Antosianin adalah molekul yang bersifat polar, oleh karena itu pelarut yang umum digunakan adalah campuran etanol, metanol dan air Kahkonen et al,
2001. Kapasakalidis et al 2006 melaporkan penggunaan metanol asam merupakan metode yang paling efisien dalam mengekstraksi antosianin apabila
dibandingkan dengan penggunaan etanol dan air. Namun metode ini berimplikasi pada co-ekstraksi dari senyawa non fenol seperti gula, asam organic, dan protein.

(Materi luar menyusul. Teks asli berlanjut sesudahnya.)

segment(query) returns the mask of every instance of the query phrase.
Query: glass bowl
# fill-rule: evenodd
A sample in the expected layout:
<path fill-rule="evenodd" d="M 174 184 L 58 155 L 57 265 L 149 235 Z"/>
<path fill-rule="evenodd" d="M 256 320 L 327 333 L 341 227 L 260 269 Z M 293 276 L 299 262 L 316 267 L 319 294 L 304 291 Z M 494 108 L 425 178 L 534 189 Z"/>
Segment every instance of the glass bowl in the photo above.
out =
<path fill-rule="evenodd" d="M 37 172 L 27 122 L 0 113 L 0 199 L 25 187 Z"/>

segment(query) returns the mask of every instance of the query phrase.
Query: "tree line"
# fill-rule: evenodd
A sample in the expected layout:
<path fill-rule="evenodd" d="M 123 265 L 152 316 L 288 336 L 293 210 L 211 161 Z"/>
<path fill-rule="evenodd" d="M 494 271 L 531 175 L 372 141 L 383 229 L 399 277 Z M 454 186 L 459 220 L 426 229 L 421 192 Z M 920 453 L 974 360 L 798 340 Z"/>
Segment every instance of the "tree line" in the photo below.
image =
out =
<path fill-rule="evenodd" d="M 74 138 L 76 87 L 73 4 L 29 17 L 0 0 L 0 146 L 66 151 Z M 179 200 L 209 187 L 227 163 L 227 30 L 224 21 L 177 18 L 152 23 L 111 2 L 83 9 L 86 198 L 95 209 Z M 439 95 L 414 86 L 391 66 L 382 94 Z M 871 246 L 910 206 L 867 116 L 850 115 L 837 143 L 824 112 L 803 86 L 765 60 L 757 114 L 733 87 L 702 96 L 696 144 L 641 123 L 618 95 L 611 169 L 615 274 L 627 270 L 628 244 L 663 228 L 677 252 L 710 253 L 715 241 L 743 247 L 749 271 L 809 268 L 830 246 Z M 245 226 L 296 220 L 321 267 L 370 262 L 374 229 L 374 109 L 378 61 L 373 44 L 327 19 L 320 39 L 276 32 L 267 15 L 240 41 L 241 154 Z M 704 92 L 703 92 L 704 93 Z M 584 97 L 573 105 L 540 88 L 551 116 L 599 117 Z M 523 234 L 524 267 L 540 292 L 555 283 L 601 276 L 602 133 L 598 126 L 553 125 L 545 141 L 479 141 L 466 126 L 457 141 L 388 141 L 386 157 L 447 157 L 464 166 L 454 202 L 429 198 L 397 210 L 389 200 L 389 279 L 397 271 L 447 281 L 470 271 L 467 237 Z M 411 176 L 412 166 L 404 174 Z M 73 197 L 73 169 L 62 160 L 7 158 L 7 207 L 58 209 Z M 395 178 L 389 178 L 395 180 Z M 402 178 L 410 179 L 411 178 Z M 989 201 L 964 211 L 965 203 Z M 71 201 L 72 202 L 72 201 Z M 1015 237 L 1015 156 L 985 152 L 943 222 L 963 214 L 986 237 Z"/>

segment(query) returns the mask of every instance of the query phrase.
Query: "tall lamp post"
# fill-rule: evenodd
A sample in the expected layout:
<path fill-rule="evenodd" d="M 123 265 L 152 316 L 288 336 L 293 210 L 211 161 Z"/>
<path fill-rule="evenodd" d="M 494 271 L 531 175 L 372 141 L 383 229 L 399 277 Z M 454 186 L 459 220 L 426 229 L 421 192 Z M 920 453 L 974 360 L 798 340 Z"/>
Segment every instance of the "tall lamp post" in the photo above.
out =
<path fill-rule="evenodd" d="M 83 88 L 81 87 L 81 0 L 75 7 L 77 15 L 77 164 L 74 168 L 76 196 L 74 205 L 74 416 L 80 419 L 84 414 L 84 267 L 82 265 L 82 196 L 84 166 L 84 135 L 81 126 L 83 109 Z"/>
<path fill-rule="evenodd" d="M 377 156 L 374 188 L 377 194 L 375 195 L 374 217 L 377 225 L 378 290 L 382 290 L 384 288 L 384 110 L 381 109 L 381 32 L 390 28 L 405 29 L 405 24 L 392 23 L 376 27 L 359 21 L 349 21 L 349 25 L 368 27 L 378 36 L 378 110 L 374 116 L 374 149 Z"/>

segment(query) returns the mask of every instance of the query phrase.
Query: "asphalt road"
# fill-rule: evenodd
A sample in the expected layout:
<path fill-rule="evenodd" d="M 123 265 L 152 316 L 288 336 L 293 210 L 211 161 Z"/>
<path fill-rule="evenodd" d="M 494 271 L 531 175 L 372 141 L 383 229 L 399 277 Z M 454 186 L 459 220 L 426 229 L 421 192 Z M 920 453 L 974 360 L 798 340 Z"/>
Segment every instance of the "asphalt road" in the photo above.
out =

Penggunaan asam kuat juga akan berimplikasi pada terhidrolisisnya gula apabila matrik sampel yang digunakan mengandung banyak karbohidrat seperti pada
beras.
2.9. Evaluasi Sensori
Uji atau evaluasi sensori untuk menilai kualitas dari suatu barang telah banyak dipraktekkan sejak adanya kehidupan manusia. Evaluasi sensori mulai
berkembang pesat sejak munculnya sistem perdagangan, dimana pembeli akan menilai komoditi yang akan dibelinya berdasarkan mutu sensorinya. Oleh karena
itu, para pedagang kemudian menetapkan harga barang yang dijual berdasarkan kualitas sensorinya yang meliputi penampakan fisik, warna, konsistensi dan
tekstur maupun citarasa. Penggunaan istilah Grading digunakan dalam penilaian kualitas bahan
makanan, seperti minuman anggur wine, teh, kopi, tembakau dan sebagainya. Grading
memunculkan orang-orang yang profesional dalam menguji kualitas suatu komoditi berdasarkan indera sensorinya terutama di dalam industri makanan
dan minuman sekitar awal tahun 1900-an Meilgaard et al, 1999. Sebuah literatur memunculkan penggunaan istilah ”uji organoleptik” Pfenninger, 1979 seperti
dikutip oleh Meilgaard et al, 1999 untuk menunjukkan hasil pengukuran obyektif terhadap atribut sensori suatu bahan pangan.